FT Weekend editor and southern Africa expert Alec Russell looks at the motivations and actions of Robert Mugabe, Zimbabwe's ageing dictator, who took control of the country 37 years ago and has finally stepped down.
Filmed by Petros Gioumpasis. Produced and edited by Josh de la Mare.
I met Mugabe first just over 20 years ago. And even then he was under considerable pressure from the outside world and from opponents within Zimbabwe to open up, to allow an opposition to function, and to be less repressive and to manage the economy well. But he brushed aside these critiques with utter, utter confidence. I remember talking to him about democracy. I mean he just said, ah, democracy. Of course, of course democracy is a good thing. Yes, yes. We should have democracy.

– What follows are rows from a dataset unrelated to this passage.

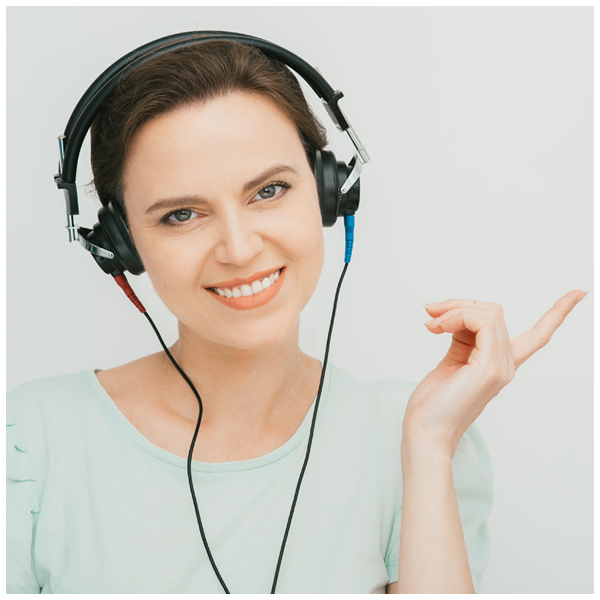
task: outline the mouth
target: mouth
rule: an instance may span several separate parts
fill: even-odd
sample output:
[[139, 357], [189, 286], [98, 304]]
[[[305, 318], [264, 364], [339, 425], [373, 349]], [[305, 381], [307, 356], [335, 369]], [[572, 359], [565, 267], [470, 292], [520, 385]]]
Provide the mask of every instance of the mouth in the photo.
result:
[[254, 281], [237, 285], [205, 288], [215, 300], [237, 310], [262, 306], [272, 300], [283, 284], [285, 267], [267, 274], [260, 274]]

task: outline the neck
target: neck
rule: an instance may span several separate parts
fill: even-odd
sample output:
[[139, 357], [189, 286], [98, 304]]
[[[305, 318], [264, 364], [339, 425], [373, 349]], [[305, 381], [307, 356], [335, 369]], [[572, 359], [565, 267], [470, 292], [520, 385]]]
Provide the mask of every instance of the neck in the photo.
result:
[[[314, 400], [321, 365], [298, 347], [299, 325], [282, 342], [258, 350], [214, 344], [179, 326], [179, 340], [171, 353], [194, 383], [202, 399], [202, 427], [243, 434], [285, 426]], [[185, 398], [180, 410], [197, 418], [198, 404], [168, 357], [174, 389]], [[177, 383], [176, 383], [177, 382]]]

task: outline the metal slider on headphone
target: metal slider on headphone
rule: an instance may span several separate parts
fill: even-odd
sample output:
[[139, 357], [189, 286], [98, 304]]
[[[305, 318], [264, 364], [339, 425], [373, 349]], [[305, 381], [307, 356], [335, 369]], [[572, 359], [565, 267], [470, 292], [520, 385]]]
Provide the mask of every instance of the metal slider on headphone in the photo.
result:
[[348, 129], [346, 129], [346, 133], [348, 134], [350, 140], [352, 140], [352, 143], [356, 148], [356, 152], [354, 153], [355, 160], [352, 172], [350, 173], [350, 175], [348, 175], [348, 179], [346, 179], [344, 185], [342, 186], [342, 189], [340, 190], [342, 194], [347, 193], [348, 190], [350, 190], [350, 188], [358, 181], [358, 178], [362, 173], [364, 165], [366, 165], [369, 162], [369, 160], [371, 160], [367, 149], [361, 143], [359, 137], [356, 135], [354, 129], [352, 129], [352, 125], [350, 125], [350, 123], [348, 123]]
[[322, 102], [323, 106], [325, 106], [325, 110], [331, 117], [332, 121], [335, 123], [335, 126], [340, 131], [348, 134], [350, 141], [356, 148], [356, 152], [354, 153], [354, 168], [352, 169], [352, 172], [350, 173], [348, 179], [346, 179], [344, 185], [342, 186], [342, 189], [340, 190], [342, 194], [346, 194], [348, 190], [350, 190], [350, 188], [358, 181], [358, 178], [362, 173], [363, 166], [366, 165], [369, 162], [369, 160], [371, 160], [371, 157], [369, 156], [369, 153], [367, 152], [367, 149], [365, 148], [364, 144], [360, 141], [358, 135], [356, 135], [356, 131], [354, 131], [354, 128], [352, 127], [352, 125], [350, 125], [348, 117], [346, 117], [346, 115], [342, 112], [342, 109], [340, 108], [339, 101], [343, 96], [344, 94], [337, 90], [329, 100], [323, 99]]
[[342, 193], [342, 194], [346, 194], [348, 192], [348, 190], [350, 190], [350, 188], [358, 181], [358, 178], [360, 177], [360, 174], [362, 173], [363, 166], [365, 163], [362, 161], [360, 154], [358, 152], [354, 153], [354, 158], [355, 158], [354, 167], [352, 168], [350, 175], [348, 175], [348, 179], [346, 179], [346, 181], [344, 182], [344, 185], [340, 189], [340, 193]]
[[106, 248], [100, 248], [100, 246], [96, 246], [96, 244], [92, 244], [91, 242], [87, 241], [84, 234], [86, 232], [91, 232], [91, 229], [80, 227], [77, 231], [79, 234], [81, 234], [77, 236], [77, 241], [84, 248], [84, 250], [87, 250], [88, 252], [91, 252], [96, 256], [103, 256], [104, 258], [115, 257], [115, 255], [110, 250], [106, 250]]
[[348, 123], [346, 133], [348, 134], [350, 141], [354, 144], [356, 152], [354, 153], [354, 168], [352, 169], [352, 172], [350, 173], [348, 179], [346, 179], [344, 185], [342, 186], [342, 189], [340, 190], [342, 194], [348, 192], [350, 188], [358, 181], [358, 178], [362, 173], [364, 165], [366, 165], [371, 160], [367, 149], [365, 148], [364, 144], [360, 141], [360, 138], [356, 135], [356, 131], [354, 131], [354, 128], [352, 127], [352, 125], [350, 125], [348, 119], [346, 119], [346, 122]]
[[[65, 202], [67, 209], [67, 224], [66, 229], [69, 232], [69, 242], [79, 242], [79, 244], [88, 252], [95, 254], [96, 256], [102, 256], [104, 258], [114, 258], [115, 255], [110, 251], [106, 250], [106, 248], [101, 248], [100, 246], [96, 246], [85, 238], [84, 232], [91, 232], [91, 229], [84, 229], [83, 227], [78, 228], [75, 224], [75, 215], [73, 214], [73, 209], [71, 205], [71, 196], [69, 192], [69, 187], [72, 188], [74, 194], [76, 194], [75, 184], [68, 184], [62, 180], [62, 170], [63, 164], [65, 160], [65, 136], [58, 136], [58, 174], [54, 176], [54, 180], [58, 184], [59, 187], [62, 187], [63, 192], [65, 193]], [[76, 211], [77, 212], [77, 211]], [[80, 235], [81, 233], [81, 235]]]
[[[69, 192], [69, 186], [65, 184], [62, 179], [63, 164], [65, 161], [65, 136], [58, 136], [58, 174], [54, 176], [54, 181], [59, 188], [65, 194], [65, 204], [67, 209], [67, 231], [69, 232], [69, 242], [77, 242], [79, 236], [77, 235], [77, 225], [75, 225], [75, 215], [73, 214], [72, 199]], [[75, 213], [78, 211], [75, 210]]]

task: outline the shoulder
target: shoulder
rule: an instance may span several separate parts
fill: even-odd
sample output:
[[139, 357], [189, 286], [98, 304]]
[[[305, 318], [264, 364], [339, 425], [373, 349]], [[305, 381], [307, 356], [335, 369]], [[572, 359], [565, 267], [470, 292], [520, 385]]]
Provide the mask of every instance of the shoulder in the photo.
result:
[[16, 410], [33, 410], [49, 403], [63, 404], [82, 394], [89, 394], [95, 378], [92, 369], [79, 373], [36, 379], [8, 392], [8, 407]]
[[98, 401], [105, 403], [107, 395], [127, 397], [140, 387], [140, 382], [151, 379], [157, 370], [157, 356], [145, 356], [106, 371], [85, 369], [25, 383], [8, 393], [8, 411], [15, 415], [52, 411], [65, 417], [97, 406]]
[[323, 412], [334, 421], [332, 427], [370, 445], [396, 448], [408, 399], [417, 384], [393, 380], [363, 383], [338, 367], [328, 369]]
[[80, 423], [82, 414], [97, 410], [100, 393], [92, 369], [31, 381], [8, 393], [8, 424], [27, 437], [64, 431], [69, 423]]
[[[98, 423], [100, 397], [94, 371], [31, 381], [9, 392], [7, 473], [15, 481], [35, 481], [40, 495], [51, 465], [66, 468], [81, 456]], [[96, 381], [96, 385], [97, 381]]]
[[334, 365], [328, 366], [328, 369], [328, 394], [333, 402], [373, 414], [401, 414], [404, 417], [408, 399], [417, 386], [416, 383], [401, 380], [363, 383]]

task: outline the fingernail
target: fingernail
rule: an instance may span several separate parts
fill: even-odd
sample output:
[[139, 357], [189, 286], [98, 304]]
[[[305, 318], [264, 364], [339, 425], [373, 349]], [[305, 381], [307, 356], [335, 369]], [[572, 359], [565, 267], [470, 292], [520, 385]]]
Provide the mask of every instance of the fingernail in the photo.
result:
[[423, 306], [425, 308], [429, 308], [430, 306], [435, 306], [436, 304], [439, 304], [439, 302], [430, 302], [429, 304], [423, 304]]
[[427, 321], [427, 323], [423, 323], [423, 325], [425, 325], [425, 327], [427, 327], [427, 325], [429, 325], [429, 323], [431, 323], [432, 321], [435, 321], [435, 319], [431, 319], [430, 321]]
[[581, 296], [579, 296], [579, 298], [577, 299], [577, 302], [581, 302], [587, 295], [587, 292], [583, 292], [583, 294], [581, 294]]

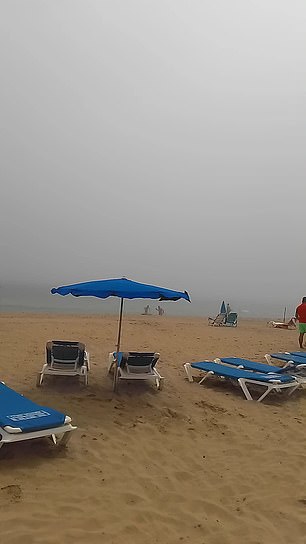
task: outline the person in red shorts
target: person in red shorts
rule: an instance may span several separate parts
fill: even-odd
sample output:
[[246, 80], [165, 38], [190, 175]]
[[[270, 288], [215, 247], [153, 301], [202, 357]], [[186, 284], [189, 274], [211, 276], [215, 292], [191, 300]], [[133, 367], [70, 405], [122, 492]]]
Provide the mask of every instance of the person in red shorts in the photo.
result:
[[303, 348], [304, 334], [306, 333], [306, 297], [302, 298], [302, 304], [300, 304], [295, 310], [295, 317], [299, 322], [299, 344], [300, 348]]

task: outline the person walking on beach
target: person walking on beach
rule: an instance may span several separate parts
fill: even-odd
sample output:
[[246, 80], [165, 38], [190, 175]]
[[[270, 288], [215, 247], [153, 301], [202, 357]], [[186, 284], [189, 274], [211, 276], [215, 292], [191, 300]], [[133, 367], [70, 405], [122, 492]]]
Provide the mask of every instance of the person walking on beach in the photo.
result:
[[295, 317], [299, 322], [299, 344], [300, 348], [303, 348], [304, 334], [306, 333], [306, 297], [302, 298], [302, 304], [300, 304], [295, 310]]

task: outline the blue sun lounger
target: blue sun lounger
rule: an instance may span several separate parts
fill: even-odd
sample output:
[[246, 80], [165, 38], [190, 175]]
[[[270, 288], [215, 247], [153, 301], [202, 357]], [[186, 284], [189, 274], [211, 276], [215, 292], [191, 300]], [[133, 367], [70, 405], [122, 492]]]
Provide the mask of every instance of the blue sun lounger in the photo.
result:
[[252, 370], [254, 372], [264, 372], [265, 374], [282, 374], [288, 372], [290, 367], [282, 367], [276, 365], [267, 365], [266, 363], [257, 363], [255, 361], [249, 361], [249, 359], [242, 359], [240, 357], [220, 357], [215, 359], [215, 363], [225, 363], [226, 365], [232, 365], [245, 370]]
[[[215, 359], [215, 363], [224, 363], [226, 365], [243, 368], [244, 370], [252, 370], [254, 372], [264, 372], [265, 374], [284, 374], [290, 372], [294, 373], [295, 378], [300, 384], [306, 384], [306, 377], [299, 374], [300, 367], [292, 367], [290, 364], [285, 366], [276, 366], [272, 364], [258, 363], [255, 361], [249, 361], [249, 359], [242, 359], [240, 357], [220, 357]], [[306, 362], [306, 359], [305, 359]]]
[[190, 382], [193, 381], [192, 369], [205, 372], [205, 376], [199, 382], [200, 384], [202, 384], [207, 377], [212, 375], [236, 381], [240, 385], [247, 400], [255, 400], [250, 393], [249, 385], [264, 387], [265, 391], [257, 399], [257, 402], [261, 402], [273, 390], [279, 392], [281, 389], [289, 388], [289, 394], [291, 394], [301, 385], [294, 376], [250, 372], [248, 370], [233, 368], [212, 361], [185, 363], [184, 368]]
[[306, 351], [290, 351], [290, 354], [296, 357], [304, 357], [304, 359], [306, 358]]
[[[283, 353], [266, 353], [265, 359], [269, 364], [272, 364], [272, 359], [278, 359], [279, 361], [285, 361], [287, 363], [285, 367], [294, 367], [295, 369], [302, 370], [306, 368], [306, 359], [299, 355], [294, 355], [293, 353], [283, 352]], [[284, 367], [284, 368], [285, 368]]]
[[10, 442], [45, 436], [54, 444], [60, 438], [59, 445], [65, 445], [74, 429], [69, 416], [40, 406], [0, 382], [0, 448]]

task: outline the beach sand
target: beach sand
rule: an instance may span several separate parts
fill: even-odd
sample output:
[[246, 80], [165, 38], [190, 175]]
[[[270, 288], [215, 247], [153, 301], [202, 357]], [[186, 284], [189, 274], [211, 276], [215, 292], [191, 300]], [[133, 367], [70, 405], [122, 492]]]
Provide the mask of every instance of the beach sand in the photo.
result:
[[[5, 544], [306, 543], [306, 391], [247, 402], [231, 385], [190, 384], [183, 363], [217, 356], [263, 360], [298, 350], [296, 331], [240, 321], [124, 317], [122, 350], [159, 351], [158, 392], [107, 376], [116, 316], [0, 314], [1, 379], [69, 414], [65, 450], [47, 439], [0, 452]], [[89, 386], [36, 375], [51, 339], [90, 353]]]

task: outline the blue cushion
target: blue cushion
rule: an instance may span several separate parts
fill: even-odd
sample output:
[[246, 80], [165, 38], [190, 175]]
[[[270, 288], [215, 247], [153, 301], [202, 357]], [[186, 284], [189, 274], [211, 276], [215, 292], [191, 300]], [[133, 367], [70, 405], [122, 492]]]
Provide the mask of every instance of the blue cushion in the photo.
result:
[[305, 357], [299, 357], [293, 355], [293, 353], [271, 353], [273, 359], [279, 359], [280, 361], [292, 361], [295, 365], [305, 365]]
[[290, 355], [295, 355], [296, 357], [304, 357], [304, 359], [306, 359], [306, 351], [290, 351]]
[[288, 374], [262, 374], [260, 372], [249, 372], [248, 370], [243, 370], [241, 368], [232, 368], [230, 366], [220, 365], [219, 363], [213, 362], [191, 363], [191, 366], [192, 368], [204, 370], [205, 372], [212, 371], [219, 376], [232, 378], [234, 380], [239, 380], [239, 378], [245, 378], [246, 380], [257, 380], [259, 382], [278, 380], [281, 383], [290, 383], [295, 381], [295, 378], [293, 376], [289, 376]]
[[52, 408], [40, 406], [0, 382], [0, 427], [19, 427], [33, 432], [60, 427], [65, 415]]
[[274, 374], [280, 374], [284, 372], [285, 370], [288, 371], [287, 368], [282, 368], [279, 366], [272, 366], [267, 365], [265, 363], [256, 363], [255, 361], [249, 361], [248, 359], [241, 359], [240, 357], [220, 357], [220, 361], [222, 363], [226, 363], [228, 365], [233, 366], [243, 366], [247, 370], [255, 370], [255, 372], [264, 372], [264, 373], [274, 373]]

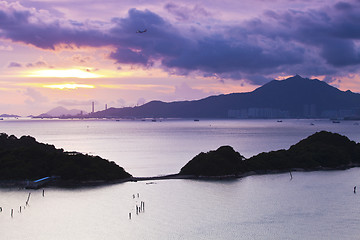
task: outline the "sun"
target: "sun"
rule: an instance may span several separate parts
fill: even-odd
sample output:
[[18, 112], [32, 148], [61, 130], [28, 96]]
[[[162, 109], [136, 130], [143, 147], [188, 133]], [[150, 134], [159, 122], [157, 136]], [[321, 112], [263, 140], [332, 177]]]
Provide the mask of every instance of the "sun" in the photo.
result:
[[102, 75], [92, 73], [80, 69], [48, 69], [34, 71], [29, 75], [30, 77], [44, 77], [44, 78], [99, 78]]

Can human beings remain human beings if they do worse than pigs?
But the point is that he is used to being utterly in control, and he's long since lost confidence in any of the people around him, and doesn't really believe the people who come to him and say he's lost the support of the people. So one of the big questions that's always been asked of Mugabe, or certainly in the last 20 years, is what turned him?
And the question is based on the following premise, the sort of idea that somehow in the first part of his rule that started in 1980, that he was broadly an OK leader, presided over a relatively successful economy, et cetera, et cetera. And then in the mid to late 90s, it all went horribly wrong. He became repressive and so on. And this theory basically says that in 1996 he married his secretary, his former secretary, Grace Mugabe. She was moneygrubbing and turned him, whereas previously he was married to a Ghanian teacher who was very sensible and so on.
But I think that's a rather quaint psychological theory. The fact is that he's always been of a dictatorial bent. In the 1980s, soon after he took over, his forces ruthlessly repressed an opposition movement, killed thousands of people in Matubiniland. It's just in many of the subsequent years he didn't need to be dictatorial, but he's always been the same man so I don't we should try to be too cutesy in how we assess his rule. It wasn't in two halves.